Court Opinion

ID: 9738971
Source: CourtListenerOpinion
Date Created: 2023-08-26 20:06:21.85948+00
Date Added: 2024-06-11T07:24:09.500989
License: Public Domain

DeBRULER, Justice,
dissenting.
While I remain convinced in my own mind that the death penalty is contrary to the requirement of Art. 1, § 18 of the Indiana Constitution that the criminal code be based upon principles of reformation and not vindictive justice, a position heretofore expressly rejected, by a majority of this Court in Adams v. State, (1971) 259 Ind. 64, 271 N.E.2d 425, and that it is contrary to the mandate of the Eighth Amendment that cruel and unusual punishments not be inflicted, a position expressly rejected by a majority of the United States Supreme Court in Gregg v. Georgia, (1975) 428 U.S. 153, 96 S.Ct. 2909, 49 L.Ed.2d 859, I cannot agree that the process of arriving at a sentence of death involving proof of the aggravating circumstance of having previously committed an act of murder under Ind. Code § 35-50-2-9, is contrary to due process of law. The jury’s determination beyond a reasonable doubt of the existence of one or more of the nine aggravating circumstances is only the first step in a multi-step process. If the jury makes this first determination of an aggravating circumstance in the affirmative, it then has clearance to weigh it against mitigating circumstances and to thereafter recommend the extreme penalty. The statute goes on to provide that:
*282“The court shall make the final determination of the sentence, after considering the jury’s recommendation, and the sentence shall be based on the same standards that the jury was required to consider. The court is not bound by the jury’s recommendation.”

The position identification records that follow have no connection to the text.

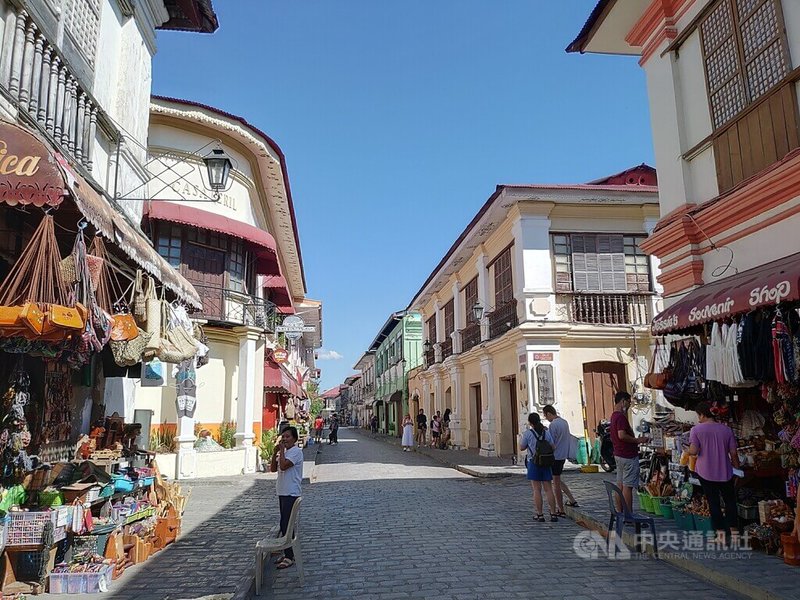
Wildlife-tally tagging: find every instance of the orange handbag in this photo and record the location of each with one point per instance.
(124, 328)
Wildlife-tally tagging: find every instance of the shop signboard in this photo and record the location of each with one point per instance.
(29, 173)
(294, 327)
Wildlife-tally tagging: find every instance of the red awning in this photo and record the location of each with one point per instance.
(278, 379)
(766, 285)
(261, 242)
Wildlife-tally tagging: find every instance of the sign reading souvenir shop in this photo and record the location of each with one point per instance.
(294, 327)
(29, 173)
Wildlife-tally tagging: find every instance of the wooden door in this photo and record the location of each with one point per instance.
(602, 380)
(205, 268)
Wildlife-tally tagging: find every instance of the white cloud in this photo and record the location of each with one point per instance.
(329, 355)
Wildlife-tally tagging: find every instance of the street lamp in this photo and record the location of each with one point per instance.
(477, 311)
(219, 166)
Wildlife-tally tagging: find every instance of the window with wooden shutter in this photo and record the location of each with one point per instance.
(430, 327)
(503, 281)
(745, 54)
(470, 298)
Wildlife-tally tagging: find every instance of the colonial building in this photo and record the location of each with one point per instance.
(240, 250)
(398, 350)
(722, 80)
(545, 298)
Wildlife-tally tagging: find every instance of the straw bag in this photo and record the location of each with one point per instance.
(177, 344)
(127, 353)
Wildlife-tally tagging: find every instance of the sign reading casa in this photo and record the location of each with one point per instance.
(28, 170)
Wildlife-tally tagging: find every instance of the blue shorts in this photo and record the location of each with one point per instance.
(536, 473)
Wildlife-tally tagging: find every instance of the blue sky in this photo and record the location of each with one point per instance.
(398, 119)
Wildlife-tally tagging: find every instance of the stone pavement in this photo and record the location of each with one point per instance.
(383, 524)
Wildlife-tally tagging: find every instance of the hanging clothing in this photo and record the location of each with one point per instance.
(715, 355)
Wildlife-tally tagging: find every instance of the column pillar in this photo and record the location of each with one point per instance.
(249, 338)
(489, 408)
(457, 433)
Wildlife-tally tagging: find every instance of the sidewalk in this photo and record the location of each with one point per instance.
(750, 574)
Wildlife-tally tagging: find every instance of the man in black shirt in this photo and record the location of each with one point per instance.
(422, 427)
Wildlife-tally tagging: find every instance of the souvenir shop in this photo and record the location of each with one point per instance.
(736, 344)
(80, 501)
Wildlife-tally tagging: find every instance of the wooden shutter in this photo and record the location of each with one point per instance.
(449, 320)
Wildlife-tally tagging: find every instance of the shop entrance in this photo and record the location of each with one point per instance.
(601, 381)
(509, 416)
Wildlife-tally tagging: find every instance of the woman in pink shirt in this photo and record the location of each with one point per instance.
(715, 447)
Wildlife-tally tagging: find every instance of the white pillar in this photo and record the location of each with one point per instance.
(489, 399)
(457, 433)
(249, 337)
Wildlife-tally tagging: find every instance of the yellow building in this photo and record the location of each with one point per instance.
(545, 298)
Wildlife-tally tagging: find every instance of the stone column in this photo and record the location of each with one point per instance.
(489, 400)
(249, 338)
(457, 432)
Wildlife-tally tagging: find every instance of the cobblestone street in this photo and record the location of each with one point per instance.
(450, 537)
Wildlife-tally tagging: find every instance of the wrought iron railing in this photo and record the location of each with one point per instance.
(470, 336)
(223, 305)
(430, 357)
(607, 309)
(447, 348)
(503, 318)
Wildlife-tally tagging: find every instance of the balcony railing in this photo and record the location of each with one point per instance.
(447, 348)
(503, 318)
(37, 79)
(430, 357)
(470, 336)
(222, 305)
(608, 309)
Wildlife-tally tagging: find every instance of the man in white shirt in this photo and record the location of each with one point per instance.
(287, 461)
(559, 429)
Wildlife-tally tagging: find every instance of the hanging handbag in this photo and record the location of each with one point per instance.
(127, 353)
(657, 381)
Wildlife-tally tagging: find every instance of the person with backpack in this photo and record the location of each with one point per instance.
(539, 458)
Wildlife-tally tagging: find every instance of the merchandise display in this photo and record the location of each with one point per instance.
(747, 367)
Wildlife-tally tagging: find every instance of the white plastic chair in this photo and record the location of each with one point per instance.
(275, 544)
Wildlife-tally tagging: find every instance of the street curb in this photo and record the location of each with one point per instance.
(441, 460)
(740, 587)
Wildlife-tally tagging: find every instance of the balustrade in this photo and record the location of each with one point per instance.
(39, 82)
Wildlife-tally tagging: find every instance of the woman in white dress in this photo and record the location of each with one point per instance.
(408, 434)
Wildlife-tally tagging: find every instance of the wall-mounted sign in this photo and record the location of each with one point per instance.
(544, 384)
(29, 173)
(294, 327)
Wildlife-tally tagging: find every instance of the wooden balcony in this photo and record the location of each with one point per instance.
(607, 309)
(502, 319)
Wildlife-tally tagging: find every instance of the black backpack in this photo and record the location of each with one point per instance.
(544, 456)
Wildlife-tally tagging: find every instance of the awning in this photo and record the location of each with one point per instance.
(261, 242)
(766, 285)
(279, 290)
(115, 228)
(278, 379)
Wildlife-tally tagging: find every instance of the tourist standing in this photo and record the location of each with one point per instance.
(626, 447)
(562, 440)
(287, 461)
(319, 425)
(422, 427)
(408, 433)
(714, 445)
(538, 443)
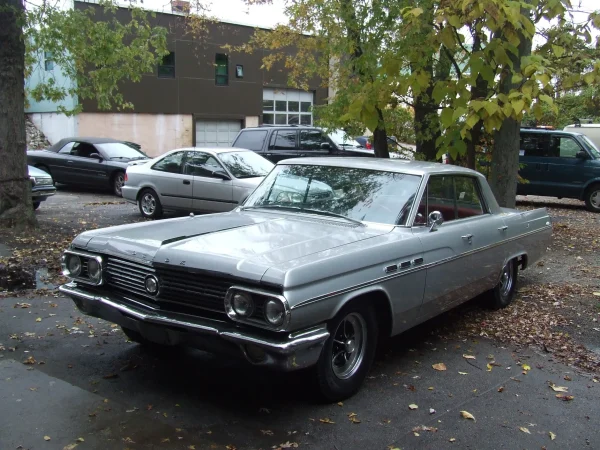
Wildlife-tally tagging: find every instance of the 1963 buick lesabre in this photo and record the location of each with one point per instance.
(325, 257)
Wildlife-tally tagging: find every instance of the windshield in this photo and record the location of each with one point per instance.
(358, 194)
(119, 150)
(339, 137)
(246, 164)
(591, 147)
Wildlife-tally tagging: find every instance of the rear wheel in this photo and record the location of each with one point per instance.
(118, 180)
(504, 292)
(592, 198)
(149, 204)
(348, 353)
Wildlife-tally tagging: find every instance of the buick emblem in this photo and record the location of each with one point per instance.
(151, 284)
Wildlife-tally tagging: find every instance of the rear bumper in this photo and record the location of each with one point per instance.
(283, 351)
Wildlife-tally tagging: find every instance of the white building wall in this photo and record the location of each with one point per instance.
(156, 133)
(55, 126)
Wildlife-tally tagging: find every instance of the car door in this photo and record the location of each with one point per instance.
(445, 250)
(314, 143)
(174, 187)
(211, 193)
(533, 154)
(84, 168)
(565, 172)
(283, 144)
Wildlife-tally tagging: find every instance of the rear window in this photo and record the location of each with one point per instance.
(252, 140)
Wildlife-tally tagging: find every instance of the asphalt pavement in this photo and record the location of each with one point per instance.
(68, 381)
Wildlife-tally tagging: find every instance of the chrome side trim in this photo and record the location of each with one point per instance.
(414, 269)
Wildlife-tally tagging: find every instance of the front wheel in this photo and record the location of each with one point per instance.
(592, 198)
(118, 180)
(348, 353)
(149, 204)
(503, 293)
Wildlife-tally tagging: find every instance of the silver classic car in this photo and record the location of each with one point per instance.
(325, 257)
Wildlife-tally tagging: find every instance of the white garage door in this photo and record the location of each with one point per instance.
(216, 133)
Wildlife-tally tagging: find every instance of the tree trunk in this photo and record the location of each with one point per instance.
(505, 159)
(380, 146)
(16, 209)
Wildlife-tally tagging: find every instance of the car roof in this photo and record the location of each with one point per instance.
(89, 140)
(384, 164)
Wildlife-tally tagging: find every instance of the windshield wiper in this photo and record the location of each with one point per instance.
(305, 210)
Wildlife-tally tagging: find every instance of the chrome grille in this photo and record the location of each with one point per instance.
(177, 287)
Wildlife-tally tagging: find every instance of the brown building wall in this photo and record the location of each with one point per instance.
(193, 90)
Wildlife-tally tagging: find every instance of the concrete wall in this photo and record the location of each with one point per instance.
(156, 133)
(55, 126)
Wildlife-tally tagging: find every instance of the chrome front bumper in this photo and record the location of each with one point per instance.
(284, 351)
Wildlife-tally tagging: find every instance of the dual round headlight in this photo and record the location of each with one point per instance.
(244, 305)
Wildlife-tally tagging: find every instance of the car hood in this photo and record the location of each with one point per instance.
(240, 243)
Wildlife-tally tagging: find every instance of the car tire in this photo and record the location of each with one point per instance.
(344, 363)
(117, 181)
(504, 292)
(592, 198)
(149, 204)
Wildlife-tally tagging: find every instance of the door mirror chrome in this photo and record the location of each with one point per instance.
(435, 220)
(221, 174)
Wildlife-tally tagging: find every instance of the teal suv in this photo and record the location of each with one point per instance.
(560, 164)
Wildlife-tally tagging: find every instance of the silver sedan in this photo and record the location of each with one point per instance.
(195, 179)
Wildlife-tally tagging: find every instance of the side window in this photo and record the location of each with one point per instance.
(67, 148)
(283, 140)
(565, 146)
(171, 163)
(536, 144)
(251, 140)
(468, 200)
(312, 140)
(83, 149)
(441, 197)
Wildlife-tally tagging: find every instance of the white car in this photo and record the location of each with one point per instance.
(205, 180)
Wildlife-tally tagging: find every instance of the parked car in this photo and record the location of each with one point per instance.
(277, 142)
(560, 164)
(297, 281)
(42, 186)
(79, 161)
(194, 179)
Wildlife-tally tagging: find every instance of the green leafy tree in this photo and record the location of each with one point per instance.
(96, 54)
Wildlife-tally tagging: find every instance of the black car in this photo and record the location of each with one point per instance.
(277, 142)
(99, 162)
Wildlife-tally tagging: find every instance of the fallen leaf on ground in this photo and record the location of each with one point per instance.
(467, 415)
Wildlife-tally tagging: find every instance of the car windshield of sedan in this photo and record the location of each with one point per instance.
(246, 164)
(116, 150)
(357, 194)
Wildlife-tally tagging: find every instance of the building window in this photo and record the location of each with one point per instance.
(287, 107)
(48, 61)
(167, 68)
(221, 69)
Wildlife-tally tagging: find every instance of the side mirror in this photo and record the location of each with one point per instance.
(221, 174)
(435, 220)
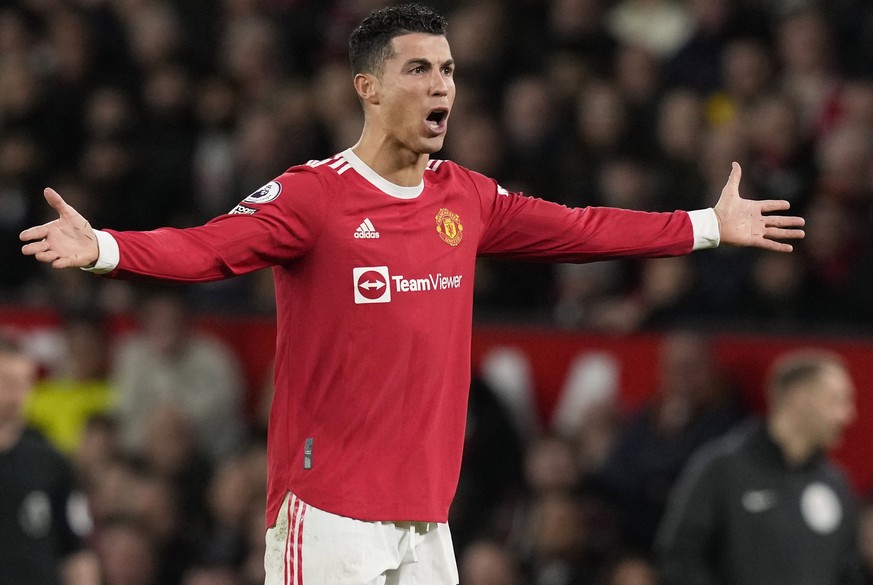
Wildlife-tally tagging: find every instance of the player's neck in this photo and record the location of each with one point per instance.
(392, 162)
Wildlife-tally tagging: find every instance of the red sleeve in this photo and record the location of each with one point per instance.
(527, 228)
(275, 225)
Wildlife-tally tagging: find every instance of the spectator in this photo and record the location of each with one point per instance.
(62, 403)
(38, 534)
(167, 361)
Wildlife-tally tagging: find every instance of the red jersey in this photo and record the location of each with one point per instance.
(374, 291)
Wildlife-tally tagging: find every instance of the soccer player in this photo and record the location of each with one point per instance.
(373, 252)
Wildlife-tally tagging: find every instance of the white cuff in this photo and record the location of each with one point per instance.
(107, 254)
(705, 224)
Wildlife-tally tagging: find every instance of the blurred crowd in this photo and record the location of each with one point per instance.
(145, 113)
(172, 468)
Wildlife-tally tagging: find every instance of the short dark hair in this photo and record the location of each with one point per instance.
(796, 368)
(370, 42)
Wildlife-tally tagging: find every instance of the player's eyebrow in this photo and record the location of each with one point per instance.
(427, 64)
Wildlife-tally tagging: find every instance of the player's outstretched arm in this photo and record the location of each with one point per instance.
(745, 222)
(65, 242)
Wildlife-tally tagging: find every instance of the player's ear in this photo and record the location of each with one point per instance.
(367, 86)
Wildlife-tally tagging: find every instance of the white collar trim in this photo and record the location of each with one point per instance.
(379, 181)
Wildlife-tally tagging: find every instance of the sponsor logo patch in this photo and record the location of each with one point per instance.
(371, 285)
(366, 231)
(449, 227)
(242, 210)
(821, 508)
(374, 284)
(265, 194)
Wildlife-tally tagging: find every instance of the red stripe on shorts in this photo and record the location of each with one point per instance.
(299, 544)
(294, 542)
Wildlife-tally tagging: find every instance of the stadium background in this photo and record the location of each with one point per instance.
(146, 113)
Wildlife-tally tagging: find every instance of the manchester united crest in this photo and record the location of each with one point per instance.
(449, 227)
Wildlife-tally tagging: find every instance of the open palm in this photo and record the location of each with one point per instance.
(65, 242)
(745, 222)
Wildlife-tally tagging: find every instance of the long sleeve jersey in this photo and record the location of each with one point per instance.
(374, 293)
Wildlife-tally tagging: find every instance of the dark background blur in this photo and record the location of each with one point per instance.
(145, 113)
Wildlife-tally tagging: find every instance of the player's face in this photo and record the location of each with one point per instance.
(17, 376)
(416, 92)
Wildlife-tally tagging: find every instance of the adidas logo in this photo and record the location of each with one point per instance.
(366, 231)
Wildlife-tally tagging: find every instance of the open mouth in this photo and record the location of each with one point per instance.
(437, 118)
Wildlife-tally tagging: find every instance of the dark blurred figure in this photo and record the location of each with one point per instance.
(692, 404)
(39, 541)
(490, 483)
(763, 505)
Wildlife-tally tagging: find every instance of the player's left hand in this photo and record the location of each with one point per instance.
(746, 222)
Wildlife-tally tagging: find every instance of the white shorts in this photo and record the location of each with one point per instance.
(308, 546)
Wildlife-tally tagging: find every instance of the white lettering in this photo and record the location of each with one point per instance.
(431, 283)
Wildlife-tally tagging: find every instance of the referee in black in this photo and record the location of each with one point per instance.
(763, 505)
(37, 543)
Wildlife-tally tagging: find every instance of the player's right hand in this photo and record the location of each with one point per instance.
(65, 242)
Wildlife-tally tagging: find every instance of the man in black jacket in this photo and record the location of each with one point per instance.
(38, 546)
(763, 506)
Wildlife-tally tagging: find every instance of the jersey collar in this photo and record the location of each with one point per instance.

As I read this provision the trial judge can only sentence to death if he too is convinced beyond a reasonable doubt that the aggravating circumstance has been shown. And finally thereafter determinations by both the jury and the judge are subject to automatic review by this Court.
I cannot fathom how this process fails to satisfy sentencing due process even where the aggravating circumstance is a prior act of murder not reduced to a conviction. If there is a taint or prejudice against the defendant in the jury at the time of the sentencing hearing because of its knowledge of the facts of the charged crime of which it has just convicted the defendant, the level thereof is consistent with due process for several reasons.
First, the taint or prejudice against the defendant at the sentencing hearing flowing from the immediately preceding trial partakes of the same nature as that flowing from the introduction of a prior conviction of an accused for murder at a regular trial. Such collateral taint does not offend due process. Spencer v. Texas, (1967) 385 U.S. 554, 87 S.Ct. 648, 17 L.Ed.2d 606. Second, the determination of the existence of the aggravating circumstance is required to be weighed against mitigating factors. Third, the determination of the jury that the death penalty should be meted out is only advisory to the judge and does not dictate the death sentence. Fourth, the trial judge who has conducted the sentencing hearing, and previously the trial, must determine in an independent judicial act that the aggravating act of murder occurred to a moral certainty beyond a reasonable doubt before the sentence of death may be ordered. This operates as a check upon the jury determination. And fifth, the determinations of both the jury and the judge are subject to immediate and automatic review by this Court. There is no reason to conclude that under this multi-step process there will be a substantial risk that the death penalty will be inflicted in an arbitrary and capricious manner where the aggravating circumstance is an act of murder. Gregg v. Georgia, supra. The conduct of a trial upon the alleged act of murder at the sentencing hearing would not render the decisional processes of the jury and judge without limit or direction, Id., 428 U.S. at 189, 96 S.Ct. at 2932, and would not vitiate the mandatory requirement that the defendant have an opportunity to present mitigating circumstances.
The trial court should be reversed and Count II should be ordered reinstated.